Ultimately it is the patients wishes we have to abide by until afterward. Then it is our wishes for the final arrangements i believe! but as long as you have things under control that's a good thing!

Posted

Hi Dawn,

Oh my goodness, you have your hands full. My heart and prayers go out to you my friend. This is a lot to handle. All I can say is that I lost my Sis to brain cancer when I was 30, my Dad 3 years later of the same thing, and I was 40 when my Mom died of lung cancer with mets to the brain.

So I know your life right now. It's not a good place to be. Make sure Hospice is firmly in place and running his care now. In Michigan, Hospice of Michigan pays for all medications once the patient is no longer in active therapy. That was a huge relief when my Mom was sick. She was paying $10,000 a month in meds before Hospice stepped in. They will help you in this journey. They can even provide respite care for you so you can get out and do something for you!

Be sure to take care of you too. With all those children, and your business of caring for others.
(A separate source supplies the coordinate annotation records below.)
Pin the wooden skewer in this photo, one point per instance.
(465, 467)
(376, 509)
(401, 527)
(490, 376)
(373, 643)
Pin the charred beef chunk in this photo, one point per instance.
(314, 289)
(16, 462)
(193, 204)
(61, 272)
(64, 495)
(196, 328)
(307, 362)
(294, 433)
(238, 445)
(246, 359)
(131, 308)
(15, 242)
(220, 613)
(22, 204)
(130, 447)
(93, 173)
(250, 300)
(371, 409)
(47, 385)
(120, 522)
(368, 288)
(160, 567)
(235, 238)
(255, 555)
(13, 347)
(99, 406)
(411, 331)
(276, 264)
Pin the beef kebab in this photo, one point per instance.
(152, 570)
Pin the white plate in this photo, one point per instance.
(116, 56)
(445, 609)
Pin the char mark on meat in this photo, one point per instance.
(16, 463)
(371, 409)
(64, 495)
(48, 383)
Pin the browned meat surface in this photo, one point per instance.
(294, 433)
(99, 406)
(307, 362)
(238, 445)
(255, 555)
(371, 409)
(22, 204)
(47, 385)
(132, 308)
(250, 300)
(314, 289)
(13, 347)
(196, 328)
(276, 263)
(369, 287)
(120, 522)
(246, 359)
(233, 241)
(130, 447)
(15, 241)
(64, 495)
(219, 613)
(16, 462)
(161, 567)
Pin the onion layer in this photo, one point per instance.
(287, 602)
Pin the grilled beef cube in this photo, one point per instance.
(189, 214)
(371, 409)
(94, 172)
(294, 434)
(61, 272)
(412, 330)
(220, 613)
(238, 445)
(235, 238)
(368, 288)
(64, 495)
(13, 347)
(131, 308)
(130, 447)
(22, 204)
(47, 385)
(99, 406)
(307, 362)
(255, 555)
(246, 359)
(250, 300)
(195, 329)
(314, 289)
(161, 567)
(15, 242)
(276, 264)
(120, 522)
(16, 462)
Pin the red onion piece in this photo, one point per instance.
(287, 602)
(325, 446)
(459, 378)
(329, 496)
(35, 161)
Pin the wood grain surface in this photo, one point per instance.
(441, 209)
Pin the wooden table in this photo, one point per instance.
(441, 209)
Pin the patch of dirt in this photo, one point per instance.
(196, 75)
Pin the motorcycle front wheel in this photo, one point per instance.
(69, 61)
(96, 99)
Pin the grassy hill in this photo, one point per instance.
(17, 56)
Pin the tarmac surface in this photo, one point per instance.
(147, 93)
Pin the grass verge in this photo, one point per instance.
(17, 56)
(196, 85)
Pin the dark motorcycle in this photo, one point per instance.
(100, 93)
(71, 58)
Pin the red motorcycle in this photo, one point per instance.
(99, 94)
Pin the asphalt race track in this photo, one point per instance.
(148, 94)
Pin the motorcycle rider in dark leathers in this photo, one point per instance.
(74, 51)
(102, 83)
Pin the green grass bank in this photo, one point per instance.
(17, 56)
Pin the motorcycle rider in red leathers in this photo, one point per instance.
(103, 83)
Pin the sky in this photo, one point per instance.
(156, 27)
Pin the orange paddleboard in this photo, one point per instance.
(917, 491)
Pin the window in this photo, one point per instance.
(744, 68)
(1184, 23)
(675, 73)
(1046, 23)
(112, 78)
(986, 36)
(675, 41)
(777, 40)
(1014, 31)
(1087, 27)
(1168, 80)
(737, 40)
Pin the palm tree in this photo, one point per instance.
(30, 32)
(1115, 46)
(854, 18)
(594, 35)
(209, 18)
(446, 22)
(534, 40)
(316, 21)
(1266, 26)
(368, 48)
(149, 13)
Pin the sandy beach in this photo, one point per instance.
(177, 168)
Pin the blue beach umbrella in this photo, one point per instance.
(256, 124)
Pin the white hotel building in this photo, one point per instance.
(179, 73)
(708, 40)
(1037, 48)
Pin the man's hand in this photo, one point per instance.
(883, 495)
I know this is easy to say and very difficult to do.

It sounds to me like the brain tumors have taken over and are dictating what he can or can not do anymore. Make sure he takes the steroids, they do help with the swelling. And yes, one day off can make a giant difference. Steroids are not a drug you can go off and on. It can make a huge difference in how he feels.

And try to let him allow the liquid morphine. It will help immensely with his pain, but also his anxiety. Which will increase his pain if not held in control. Did they give him anything for anxiety? If not, see if he can get Xanax. It is a great drug that will help decrease that aspect of his illness.
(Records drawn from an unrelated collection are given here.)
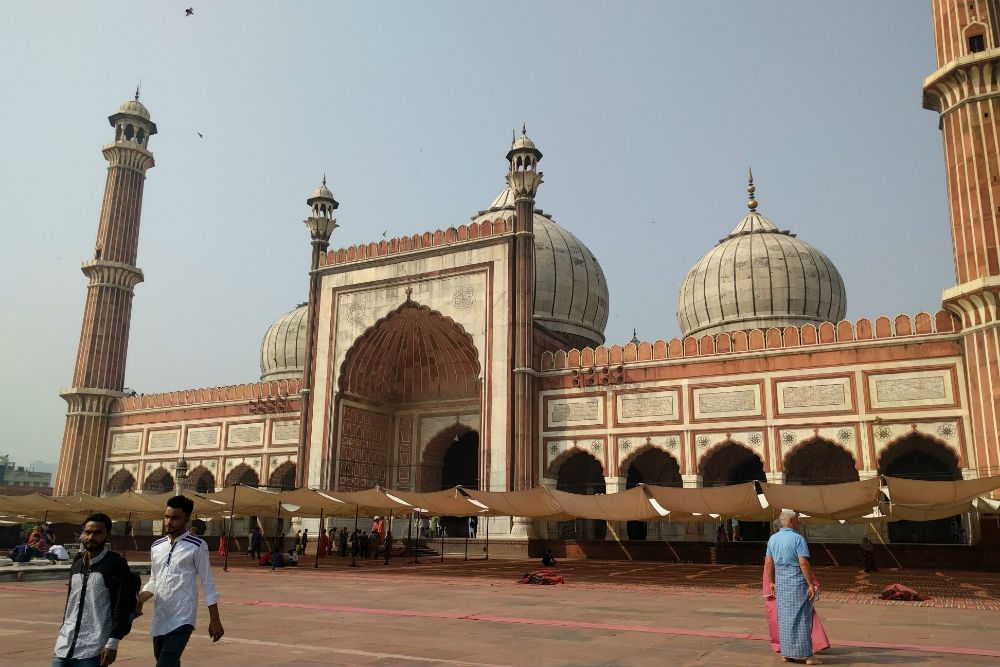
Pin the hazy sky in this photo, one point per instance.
(648, 114)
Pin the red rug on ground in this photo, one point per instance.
(903, 593)
(541, 577)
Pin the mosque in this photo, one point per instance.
(475, 355)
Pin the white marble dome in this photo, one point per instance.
(282, 352)
(571, 293)
(134, 108)
(759, 277)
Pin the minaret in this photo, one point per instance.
(321, 224)
(965, 91)
(523, 179)
(99, 376)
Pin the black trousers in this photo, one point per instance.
(167, 649)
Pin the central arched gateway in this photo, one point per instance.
(732, 463)
(399, 381)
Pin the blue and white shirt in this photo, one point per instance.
(176, 568)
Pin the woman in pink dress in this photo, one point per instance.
(820, 640)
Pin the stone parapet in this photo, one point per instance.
(256, 391)
(405, 244)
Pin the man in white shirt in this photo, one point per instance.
(178, 561)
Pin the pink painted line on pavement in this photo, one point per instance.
(951, 650)
(923, 648)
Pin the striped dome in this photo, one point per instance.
(283, 350)
(571, 293)
(759, 277)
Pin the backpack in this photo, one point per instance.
(133, 586)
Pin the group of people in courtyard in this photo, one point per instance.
(105, 596)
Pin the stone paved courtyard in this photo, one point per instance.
(472, 613)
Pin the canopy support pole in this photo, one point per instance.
(320, 542)
(354, 538)
(131, 530)
(279, 544)
(232, 510)
(416, 549)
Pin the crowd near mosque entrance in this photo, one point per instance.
(918, 456)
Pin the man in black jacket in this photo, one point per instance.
(99, 603)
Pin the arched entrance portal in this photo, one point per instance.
(819, 461)
(649, 466)
(451, 459)
(413, 361)
(120, 482)
(733, 463)
(582, 473)
(917, 456)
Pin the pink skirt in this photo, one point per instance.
(820, 641)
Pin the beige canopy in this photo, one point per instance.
(630, 505)
(532, 503)
(449, 502)
(738, 501)
(828, 501)
(36, 507)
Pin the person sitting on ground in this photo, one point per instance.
(57, 552)
(49, 534)
(388, 547)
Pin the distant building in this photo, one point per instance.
(476, 355)
(17, 480)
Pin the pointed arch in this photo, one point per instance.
(159, 481)
(650, 464)
(283, 476)
(242, 474)
(917, 455)
(819, 461)
(120, 482)
(200, 480)
(556, 464)
(730, 462)
(435, 453)
(412, 354)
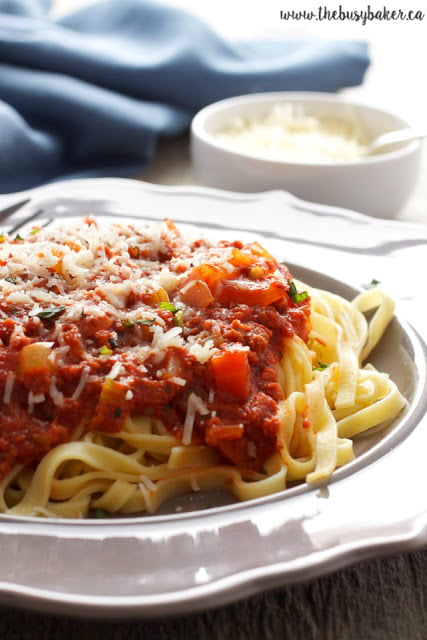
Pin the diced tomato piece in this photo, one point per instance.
(232, 373)
(211, 274)
(196, 293)
(250, 292)
(112, 408)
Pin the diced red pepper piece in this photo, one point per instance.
(250, 292)
(232, 373)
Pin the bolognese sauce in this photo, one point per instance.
(97, 323)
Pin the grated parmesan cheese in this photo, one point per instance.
(194, 405)
(287, 133)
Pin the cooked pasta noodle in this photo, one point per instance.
(137, 365)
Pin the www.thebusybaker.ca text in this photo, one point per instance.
(357, 15)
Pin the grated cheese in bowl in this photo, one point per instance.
(286, 133)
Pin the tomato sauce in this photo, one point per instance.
(243, 309)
Lastly, respect his wishes. With Hospice, you should be able to give him some quality time at home. My dad was terrified of being in the hospital. Once he accepted that he was dying, he absolutely wanted to be at home. With Hospice we got the medications we needed to keep him as comfortable as possible.

I pray for comfort you for and the rest of the family and for him.

Judy in MI

Posted

I am so sorry to read the news about your husband. I, like others, urge you to get hospice involved as quickly as possible. They help not just the patient, but the entire family.